The bottom line here is that F didn't trigger, or if one had a very fine entry trigger (here's the disadvantage of a fade or fine entry trigger, as I have said many times), it was a quick stop out. Not every play reacts at the area of interest and plays out as desired. I wish it was that way, so I could write these commentary from my private yacht docked off my private island, but alas, that isn't real life, at least not for me. But I do see quite a few things react off areas I find, and as we have seen some of them I posted here in advance. The critical factor for me is putting the entire plan together to find areas, assess 'context' and filter the setups, wait for adequate entry triggers, come up with a management plan based on 'most probable' moves, or some other logical assessment of what may be unfolding, executing trade closures based on technical information as price action unfolds, and so on. In other words, having a complete 'Trading Plan'.
As I close, let me quote from last month: "As I close, let me just say that I am not convinced, like everyone else seems to be, that the 'low is in' and 'the bear is dead'. Maybe it is, and I'll surely be on the long side if it is going up, but until proven otherwise, I'm always ready to be on the short side whenever the setups come together." I hope what I showed today demonstrates the above concept. It's all about the setups, not about what I think, fundamentally, and over time, is most likely to play out.
As a final thought, let me comment briefly on this month's chart of the month. There is a key area overhead that the S&P may not even reach, but if it does, it is the most critical to me since the move up. I chose to show it a bit differently because there are various key lines coming together in the area. I also added just the main .618 retracement along with a possible ABCD 1.000 price projection, which hit right on top of that. All this is just a broad framework, and my work will be much more detailed and refined if the area is approached.

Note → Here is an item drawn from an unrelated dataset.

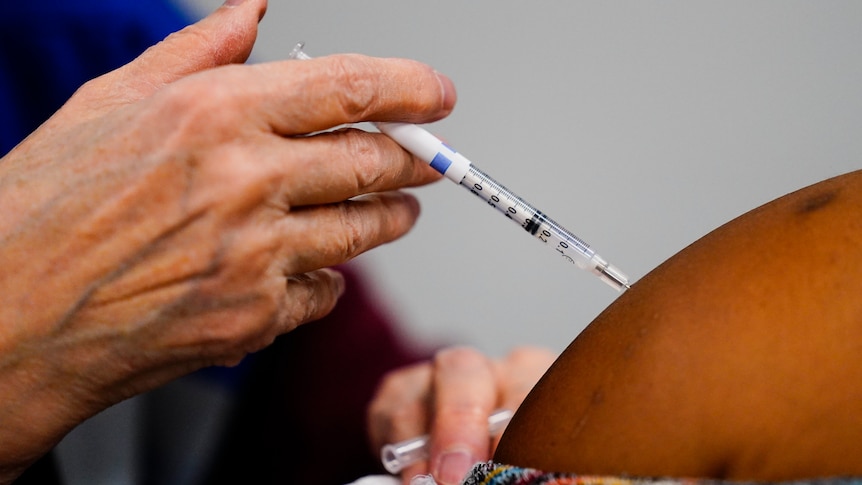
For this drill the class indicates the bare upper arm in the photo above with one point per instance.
(738, 357)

Nonetheless, the area is clear, and I will be watching that spot very closely if approached, because if that doesn't turn the market back down, I would be expecting new all-time highs would be hard to hold back. As it is, the trannies are almost back at new all-time highs, and if the S&P did get up to that spot, I'd think the trannies would be smokin' at new highs, and that's not good for the bear case. If it wasn't for those darn pesky almost as bad as the great depression fundamentals hanging over our heads like the sword of Damocles. I know a bull climbs a wall of worry, but this isn't worry, this is like worse than a wall of paranoid schizophrenia....
The next commentary will be next month's edition, posted by Sunday evening, June 1, 2008.